The Last Outpost Of Reason
by Steve Sklar
1.
Ludovic sat regarding the defective hard drive one more time, motionless, as he’d seen the cat who shared this space with him do in similar if not identical circumstances. Ludovic had observed the cat, William, a Persian, grey, inscrutable, watching things, still, attentive. A cricket, a mouse, some little creature rustling and invisible to anyone else. Maybe the thing to do to suss out a problem was to just look at it for a while.
The hard drive was a hefty rectangle of black metal, three times the size of a deck of playing cards. Inside it, he knew, was a mass of chips and silvery pathways soldered onto silicon platforms. It had been the brain of a PC five years earlier. With probes and the appropriate tech specs gleaned from his collection of dog-eared manuals — and renewed patience — Ludovic could probably repair the thing after all. You could fix anything, given enough time.
But why bother?
Why indeed.
What had motivated him to give it another try was the guy who had brought it in.
The shop had not always been called The Last Outpost of Reason. For most of its existence, it had been Bresson’s Sales and Repair, the main computer store in Linden, New Jersey. But come the Decline, when everything went sideways and retail, as such, disappeared, so did Charlie Bresson, bound for where, no one knew. Ludovic, who had been Charlie’s main tech, took over the place, or what remained of it. Eventually he settled on the name that now appeared on a carved and painted wooden plaque above the store.
The man who had brought him the hard drive had done little more than shrug when he’d dropped it off, thereby making it clear that he had little expectation the thing could be repaired. He was paunchy, no longer in his prime, yet something about the faint limp in his walk hinted at an athletic past. More than that, he projected an air of both timidity and confidence, a baffling combination of vibes. Ludovic peered through the smudgy plate glass window of his shop, past the empty parking spots across what was still technically Main Street, watching the man leave in a dusty green Jeep. Ludovic and the cat chose this moment to look at each other, mute, as if sharing one thought: who was that guy?
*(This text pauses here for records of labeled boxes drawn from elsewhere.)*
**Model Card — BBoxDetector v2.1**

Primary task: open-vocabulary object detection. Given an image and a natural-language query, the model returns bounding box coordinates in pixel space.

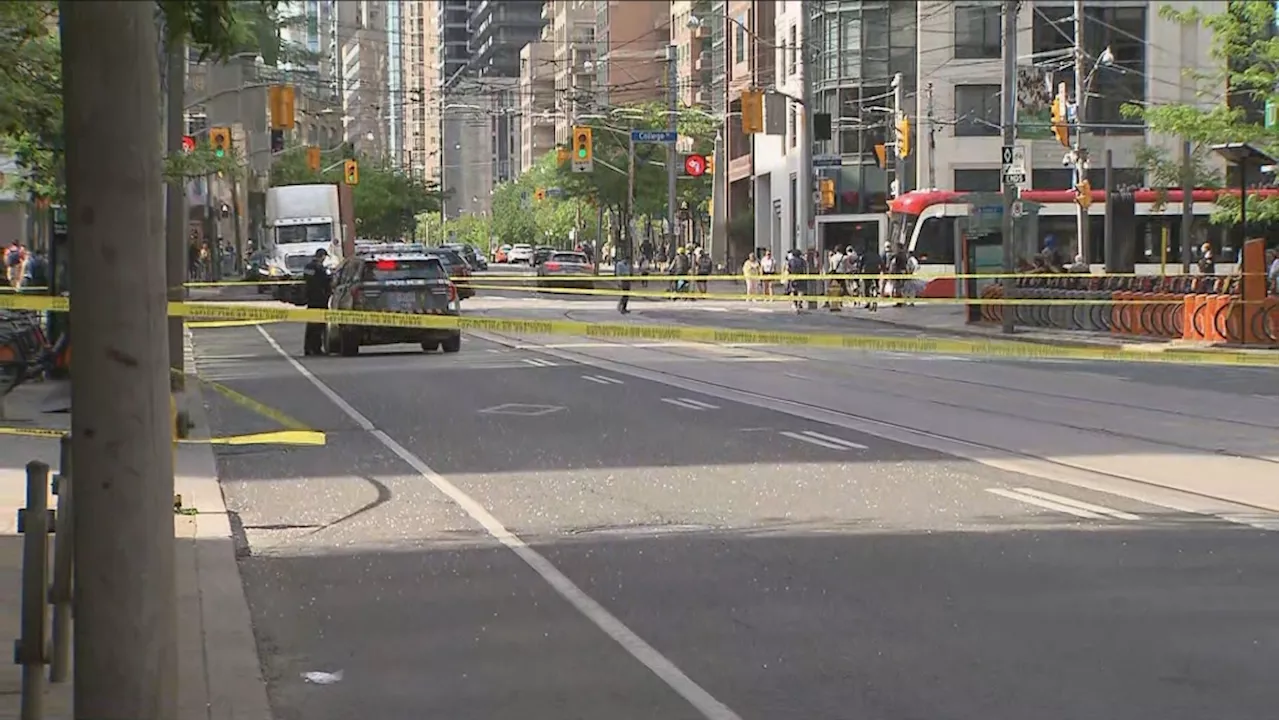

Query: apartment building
[399,0,440,182]
[517,41,557,169]
[671,0,714,108]
[913,0,1226,196]
[541,0,596,145]
[593,0,671,106]
[337,0,392,158]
The repairman returned to his counter and with a probe somehow, uncannily, revived a digital pathway. The monitor screen he’d hooked up to the hard drive flickered for a moment, then displayed the unmistakable signs of a short written work, black letters in Literata font on a white background. At the top of Page One appeared the words:
2.
When he’d dropped off his hard drive, this customer had given his name as Stephen Sklar. What, Ludovic wondered, could he tell about the man based on the story he’d just read on that apparently reviving device?
Not much, other than this: the man was probably a frustrated seeker after fame himself, like the callow youth in his story. Wouldn’t it be true for fiction, as it was said to be true for dreams, that each character you imagine is in some way yourself?
Come to that, might it not be that Ludovic, too, was a frustrated seeker after fame? After all, he had had a moment in his youth, as had the Joseph character in Sklar’s story, when renown had seemed within reach. Then, he had developed code for the programming of computers that was innovative in its simplicity. Or so his teachers had told him. He had even been interviewed on a talk show on account of it. And if a character of one’s imagining or dreams could be a reflection of oneself, why not also a character encountered in fiction that one found it easy to identify with?
The hard drive was now unresponsive to Ludovic’s further probes. Accordingly, he busied himself with other repair items. Not, however, before thinking, with a wry smile — knowing that Sklar was bound to return later that month to check up on his item — “The repairman decided he would wait only two or three more weeks for more insight into this customer.”
As it happened, he only had to wait ten days. Here, now, came this customer, ambling, favoring his good knee, to sit without a word a Ludovic’s counter, typing on the keyboard Ludovic had hooked up to the hard drive and then driving off in his faded green Jeep.
Ludovic looked at the monitor screen. There on it was a second piece of writing. As the Jeep disappeared in a swirl of dust, Ludovic found himself annoyed. What the hell. Does this guy know how to fix his own device, that he can conjure up more data on it seemingly at will? And if so, what the hell am I doing with it?